A maioria das pessoas toma esses produtos com a intenção de melhorar sua saúde em geral.
Que controle ou regulamentação está faltando? Os países nórdicos administram vitaminas para combater a deficiência de exposição solar devido a sua climatologia. Isso sugere que não há tanta incidência de vitamina D lá. E na Espanha, um país do sol, 40% dos adultos e 80% das pessoas com mais de 65 anos têm essa escassez?
Os países nórdicos fortalecem alguns alimentos básicos com certas vitaminas, como a vitamina D, para garantir uma consumo mínimo. Isso evita grandes deficiências que, nesses países, certamente ocorreriam. A alta incidência de deficiência de vitamina D na Espanha sugere várias coisas: uma superestimação dessa incidência, uma falta de atividade física ao ar livre, a possibilidade de superestimar a exposição ao sol (em algumas regiões da Espanha, há muito menos sol do que em outras, e, em algumas regiões, há tanto sol que não é adequado ficar exposto a ele em períodos de alta temperatura). Por último, nos idosos que moram em instituições ou sozinhos, incapacitados de sair de suas casas, tenho certeza de que a deficiência de vitamina D está aumentando, mas não estou tão certo de que a fortificação dos alimentos básicos na Espanha seja uma abordagem rentável, e estou ainda mais seguro de que a suplementação sistemática não deve ser realizada por meio de suplementos de vitamina D. De qualquer forma, acho que seria ideal avaliar cada caso analisando e estimando a ingestão de vitamina D e suplementar para as pessoas com risco detectado de deficiência.

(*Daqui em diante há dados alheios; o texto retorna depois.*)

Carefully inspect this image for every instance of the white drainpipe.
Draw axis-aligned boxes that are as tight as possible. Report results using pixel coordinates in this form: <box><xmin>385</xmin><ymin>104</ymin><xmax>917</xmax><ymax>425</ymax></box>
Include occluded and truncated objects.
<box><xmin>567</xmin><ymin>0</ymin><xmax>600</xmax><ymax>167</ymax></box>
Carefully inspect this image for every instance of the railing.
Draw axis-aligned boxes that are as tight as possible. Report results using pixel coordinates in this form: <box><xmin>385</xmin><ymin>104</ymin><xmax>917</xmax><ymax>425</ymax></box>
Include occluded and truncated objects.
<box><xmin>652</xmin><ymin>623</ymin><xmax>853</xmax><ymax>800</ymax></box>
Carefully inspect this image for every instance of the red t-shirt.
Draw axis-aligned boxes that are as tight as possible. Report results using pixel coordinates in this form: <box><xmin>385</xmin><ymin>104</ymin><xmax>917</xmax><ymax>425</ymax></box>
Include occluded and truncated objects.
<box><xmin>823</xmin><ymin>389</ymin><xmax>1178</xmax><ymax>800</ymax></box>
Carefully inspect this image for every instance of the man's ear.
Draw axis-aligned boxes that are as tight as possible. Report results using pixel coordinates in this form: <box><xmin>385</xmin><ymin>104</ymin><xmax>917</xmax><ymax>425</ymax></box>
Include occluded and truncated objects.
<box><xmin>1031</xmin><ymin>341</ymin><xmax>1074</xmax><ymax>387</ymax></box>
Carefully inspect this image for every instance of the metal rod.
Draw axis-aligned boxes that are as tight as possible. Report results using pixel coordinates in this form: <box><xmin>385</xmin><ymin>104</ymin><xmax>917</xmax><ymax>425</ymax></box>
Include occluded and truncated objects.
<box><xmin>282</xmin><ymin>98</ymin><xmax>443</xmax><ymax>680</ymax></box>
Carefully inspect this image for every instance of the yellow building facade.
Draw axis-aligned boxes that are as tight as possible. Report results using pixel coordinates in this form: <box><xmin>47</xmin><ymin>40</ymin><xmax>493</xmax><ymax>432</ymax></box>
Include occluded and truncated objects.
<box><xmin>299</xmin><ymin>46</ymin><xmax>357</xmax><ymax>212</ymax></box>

Como especialista no assunto, o que devemos fazer para cuidar mais da alimentação? Quais assuntos pendentes ainda temos?
Em geral, em vez de procurar a poção milagrosa que vai nos dar saúde, como disse um grande amigo meu e um excelente dietista-nutricionista, Julio Basulto, o que se deve buscar é o estilo de vida que nos permite preservar a saúde com que nascemos. Isso inclui cuidar da alimentação, cuidar da atividade física, evitar o uso de tabaco e álcool, melhorar as relações pessoais e de trabalho e assim por diante.
Para isso, não se deve apelar apenas para a responsabilidade individual, mas para a responsabilidade social (que o seu ambiente social ajude a conduzir você para uma vida saudável: família, amigos, ambiente de trabalho); para a responsabilidade social governamental (legislação para promover a alimentação saudável e atividade física; a existência de consultas de dietistas-nutricionistas no sistema público), e para uma maior responsabilidade social corporativa (uma indústria mais ética, que se adapte até mesmo a aspectos que não sejam obrigatórios por lei para favorecer a saúde do consumidor).

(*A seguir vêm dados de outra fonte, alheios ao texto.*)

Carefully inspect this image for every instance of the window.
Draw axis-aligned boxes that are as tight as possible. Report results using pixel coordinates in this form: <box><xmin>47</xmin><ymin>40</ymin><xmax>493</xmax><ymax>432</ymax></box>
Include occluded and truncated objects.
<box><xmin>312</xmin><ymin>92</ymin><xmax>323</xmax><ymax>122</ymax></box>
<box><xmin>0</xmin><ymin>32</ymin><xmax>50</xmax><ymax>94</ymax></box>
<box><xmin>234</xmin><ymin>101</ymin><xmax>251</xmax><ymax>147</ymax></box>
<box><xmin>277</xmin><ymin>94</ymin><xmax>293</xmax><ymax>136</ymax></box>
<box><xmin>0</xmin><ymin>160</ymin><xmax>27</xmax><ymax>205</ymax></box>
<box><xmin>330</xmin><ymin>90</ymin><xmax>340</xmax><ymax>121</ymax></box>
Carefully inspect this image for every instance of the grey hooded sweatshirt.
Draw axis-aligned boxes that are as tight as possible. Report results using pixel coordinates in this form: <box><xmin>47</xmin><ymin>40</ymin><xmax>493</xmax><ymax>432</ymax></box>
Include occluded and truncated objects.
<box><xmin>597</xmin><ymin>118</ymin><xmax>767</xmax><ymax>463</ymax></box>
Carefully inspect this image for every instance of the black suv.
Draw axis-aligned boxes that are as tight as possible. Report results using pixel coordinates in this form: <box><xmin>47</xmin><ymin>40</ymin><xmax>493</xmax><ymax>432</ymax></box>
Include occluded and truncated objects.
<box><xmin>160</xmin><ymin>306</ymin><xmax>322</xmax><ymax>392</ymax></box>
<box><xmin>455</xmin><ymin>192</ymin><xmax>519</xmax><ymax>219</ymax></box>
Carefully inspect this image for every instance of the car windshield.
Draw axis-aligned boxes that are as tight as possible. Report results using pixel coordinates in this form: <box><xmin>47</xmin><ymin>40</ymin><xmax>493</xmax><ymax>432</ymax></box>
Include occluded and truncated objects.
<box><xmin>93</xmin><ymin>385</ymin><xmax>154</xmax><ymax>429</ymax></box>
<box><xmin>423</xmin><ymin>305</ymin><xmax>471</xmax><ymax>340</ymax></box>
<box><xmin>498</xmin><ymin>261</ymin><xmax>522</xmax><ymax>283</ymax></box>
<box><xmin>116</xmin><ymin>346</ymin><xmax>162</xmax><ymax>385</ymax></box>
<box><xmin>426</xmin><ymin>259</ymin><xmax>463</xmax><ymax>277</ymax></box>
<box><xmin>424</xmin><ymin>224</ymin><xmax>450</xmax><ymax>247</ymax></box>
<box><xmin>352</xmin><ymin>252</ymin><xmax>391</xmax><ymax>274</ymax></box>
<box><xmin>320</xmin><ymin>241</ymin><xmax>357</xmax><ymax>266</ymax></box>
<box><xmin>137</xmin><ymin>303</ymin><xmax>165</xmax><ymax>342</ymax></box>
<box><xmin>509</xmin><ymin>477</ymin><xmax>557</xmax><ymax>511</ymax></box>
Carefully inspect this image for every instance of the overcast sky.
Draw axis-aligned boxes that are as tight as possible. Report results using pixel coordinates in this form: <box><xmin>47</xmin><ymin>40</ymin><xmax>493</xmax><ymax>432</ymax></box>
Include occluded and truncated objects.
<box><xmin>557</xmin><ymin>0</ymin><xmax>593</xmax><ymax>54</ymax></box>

Existem vários pontos cinzentos na área dos suplementos na legislação: atualmente, os suplementos nutricionais podem ser vendidos sem a necessidade de testes de eficácia e segurança, os produtos dos esportistas carecem de legislação específica, e os produtos de extracto de plantas podem ser vendidos simplesmente com base no fato de serem usados há muitos anos, e não com base na ciência. Há muito a se fazer para proteger o consumidor do ponto de vista jurídico. Não podemos individualizar o peso da responsabilidade (estar bem informado e decidir a respeito disso).
Que valor você acha que um bom dietista-nutricionista tem? Por que não é uma figura comum em nossas vidas?
Um bom dietista-nutricionista não vende um método único que faz você ter uma saúde melhor e não vende produtos, a menos que sejam estritamente necessários e que a ciência os respalde para esse fim. Em todo caso, deve-se ressaltar que a maioria dos dietistas-nutricionistas em nosso país têm que viver de suas consultas privadas, o que faz com que o atendimento dietético-nutricional feito pelo melhor profissional da área seja acessível apenas para aquelas pessoas que podem pagar. Isso entra em conflito com o fornecimento de cuidados de saúde equitativos na nutrição, e os mais vulneráveis são, sem dúvida, os mais afetados pela falta de inclusão desse profissional no sistema de saúde.